Ladrões: BAIXANDO (+) Isso é um ASSALTO (Confusão de vozes. Uma cliente


mulher é focalizada gritando assustada). PRO CHÃO (+) TODO MUNDO PRO
CHÃO (Gritos...confusão geral...)

Ladrão: PASSA O DINHEIRO PA:SSU:DINHE:IRO: (um dos ladrões,


aparentando mais de quarenta anos, ar ameaçador, apontando uma arma na
cabeça da moça do caixa).

Caixa: DINHEIRO ( , ) NESTE BANCO ( , ) Chegou tarde ( , ) Os donos já


raparam o dinheiro Ó (++) (e com o dedo indicador desvia a arma do ladrão) faz
tem:po.

3. Take 3

(A caixa do banco, numa tomada mais próxima e em meia tela, está frente a um
monitor numa redação de jornal, ao mesmo que tempo em que surge a voz do
narrador...)

Narrador: Algumas pessoas são TÃO sinceras (+) que só existe UM trabalho para
elas (++) escrever na Folha de S. Paulo (++).

O logotipo da Folha aparece no vídeo: "Folha de S. Paulo não dá pra não ler" e,
ao mesmo tempo:

Narrador: Folha (++) sinceridade acima de tudo.


(Transcrição conforme Marcushi, L. Análise da conversação.

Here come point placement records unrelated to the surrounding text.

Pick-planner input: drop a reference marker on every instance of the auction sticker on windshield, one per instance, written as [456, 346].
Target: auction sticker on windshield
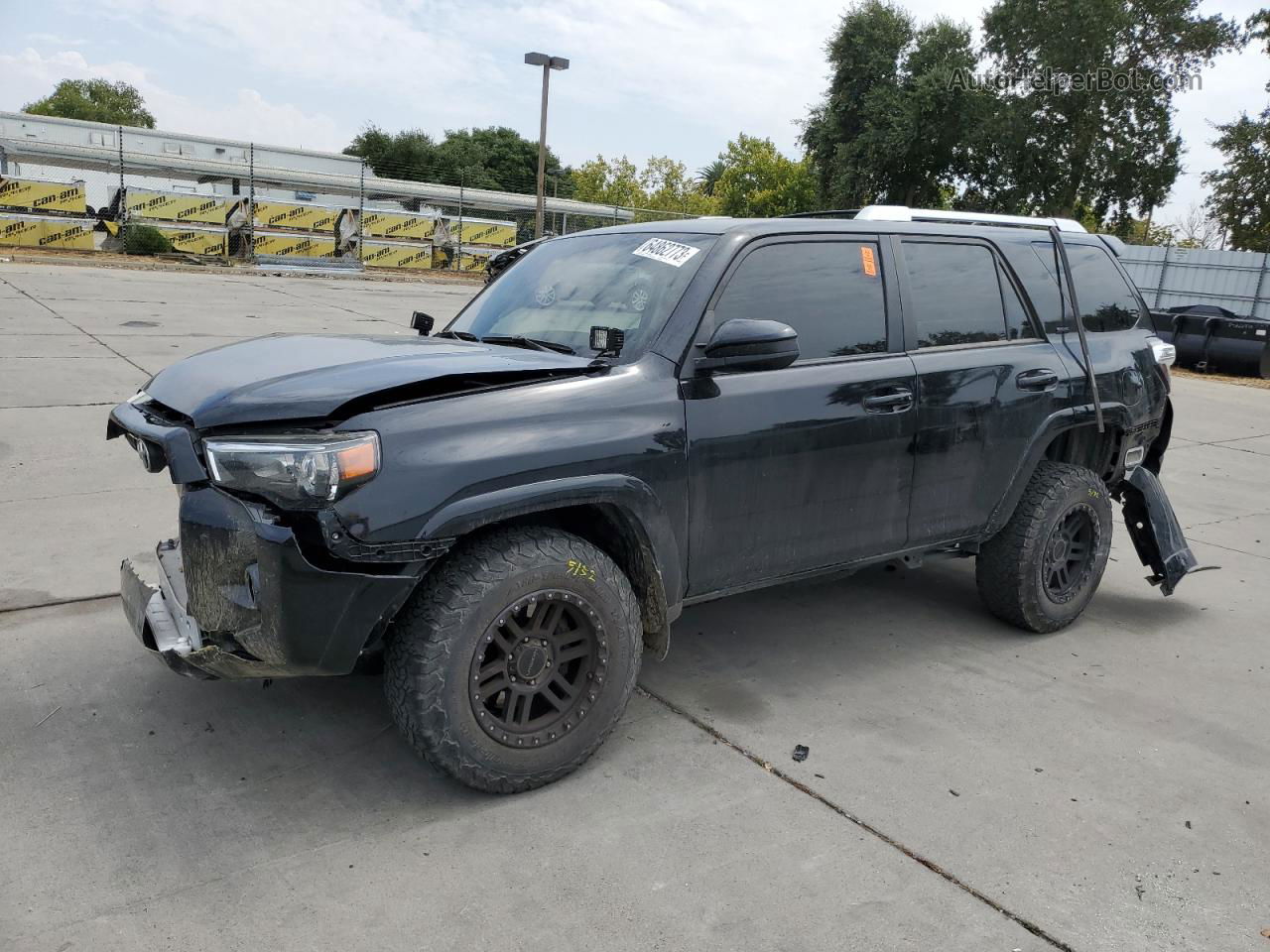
[666, 252]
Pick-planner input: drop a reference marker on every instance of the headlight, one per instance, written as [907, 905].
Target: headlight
[300, 470]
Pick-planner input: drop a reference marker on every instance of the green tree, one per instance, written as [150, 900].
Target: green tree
[402, 155]
[663, 188]
[495, 158]
[894, 125]
[710, 175]
[758, 181]
[1239, 197]
[96, 100]
[1097, 128]
[606, 181]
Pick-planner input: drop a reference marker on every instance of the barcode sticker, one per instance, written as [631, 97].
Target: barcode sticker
[666, 252]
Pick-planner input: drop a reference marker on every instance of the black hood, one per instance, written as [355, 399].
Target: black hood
[313, 376]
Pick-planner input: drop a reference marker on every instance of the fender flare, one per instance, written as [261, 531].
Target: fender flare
[1115, 416]
[633, 498]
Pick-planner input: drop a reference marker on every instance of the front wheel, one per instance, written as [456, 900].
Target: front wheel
[512, 662]
[1040, 571]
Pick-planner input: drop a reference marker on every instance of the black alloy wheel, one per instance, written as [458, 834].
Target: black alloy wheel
[1070, 552]
[538, 669]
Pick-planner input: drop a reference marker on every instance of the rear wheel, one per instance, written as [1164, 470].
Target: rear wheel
[515, 660]
[1040, 571]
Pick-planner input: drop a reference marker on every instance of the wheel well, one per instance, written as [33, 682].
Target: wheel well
[621, 538]
[1084, 445]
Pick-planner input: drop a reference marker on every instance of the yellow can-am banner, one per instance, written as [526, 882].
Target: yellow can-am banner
[282, 245]
[271, 213]
[32, 231]
[398, 225]
[42, 195]
[168, 206]
[195, 241]
[385, 254]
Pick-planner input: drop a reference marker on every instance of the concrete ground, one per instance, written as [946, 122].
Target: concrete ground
[968, 787]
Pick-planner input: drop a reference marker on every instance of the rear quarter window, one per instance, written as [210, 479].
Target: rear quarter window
[1107, 301]
[956, 295]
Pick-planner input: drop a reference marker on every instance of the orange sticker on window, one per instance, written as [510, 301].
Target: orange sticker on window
[867, 261]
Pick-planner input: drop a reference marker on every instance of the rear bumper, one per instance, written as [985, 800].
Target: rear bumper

São Paulo: Ática, 1986.)

REFERÊNCIAS BIBLIOGRÁFICAS

BARROS, D. L. P. Teoria do Discurso. São Paulo: Atual, 1988.

GREIMAS, A. J. & COURTÉS, J. Dicionário de Semiótica. São Paulo: Cultrix, 1984.

GREIMAS, Algirdas Julien. Du sens II. Paris: Editions du Seuil, 1983.

FONTANILLE, Jacques. Les espaces subjectifs. Paris: Hachette, 1990.

ZILBERBERG, C. Reconhecimento do universo fiduciário. In Cruzeiro Semiótico, nº


4, Lisboa, 1986. p. 31-45.

*DINIZ, M. L. V. P. et alii "Semiótica greimasiana aplicada à publicidade televisiva" In


Estudos Lingüísticos, vol. 29, GEL - Grupos de Estudos Lingüísticos do Estado de
São Paulo, ISSN 1413-0939 (p.174-181) USC/Bauru, 2000.